Berufungsprozess in FrankreichGisèle Pelicot greift Angeklagten an – „Wie konnten Sie das tun – mit einer leblosen Frau?”

Man convicted in Gisele Pelicot rape trial appeals his sentence at the courthouse in Nimes
Gisele Pelicot während einer Verhandlungspause beim Berufungsprozess in Nimes.
REUTERS
von Sabrina Suberg und Sebastian Stöckmann

Sie muss schon wieder von ihrem Martyrium berichten.
Einer ihrer mutmaßlichen Vergewaltiger wollte seine Strafe nicht akzeptieren und ist in Berufung gegangen. Deshalb betrat die Französin Gisèle Pelicot (72) am Mittwoch noch einmal den Zeugenstand. Und griff den Angeklagten Husamettin D. (44) frontal an.

Missbrauchsvideos werden im Gerichtssaal in Nimes gezeigt

„Wie konnten Sie das tun – mit einer leblosen Frau und dann auch noch ohne Kondom?”, fragt die 72-Jährige am Strafgericht im südfranzösischen Nîmes. Pelicots Stimme ist stark. Sie redet schnell, drückt sich klar aus. „Ich kenne diesen Herren nicht, habe ihn nie gesehen”, sagt sie über Husamettin D. „Ich habe ihn zum ersten Mal auf den Videos gesehen, wie er mich vergewaltigt. Und es ist eine Vergewaltigung.”

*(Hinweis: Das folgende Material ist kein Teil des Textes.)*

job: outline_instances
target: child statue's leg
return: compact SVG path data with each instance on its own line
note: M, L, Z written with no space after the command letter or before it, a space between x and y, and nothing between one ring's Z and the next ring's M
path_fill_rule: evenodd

Im Gerichtssaal waren zuvor 14 Videos gezeigt worden. Darauf war zu sehen, wie der Angeklagte Gisèle Pelicot mehrfach sexuell missbraucht, während diese reglos ist und zeitweise laut hörbar schnarcht. „Stehen Sie zu Ihren Taten und hören Sie auf, sich hinter Ihrer Feigheit zu verstecken”, forderte Pelicot.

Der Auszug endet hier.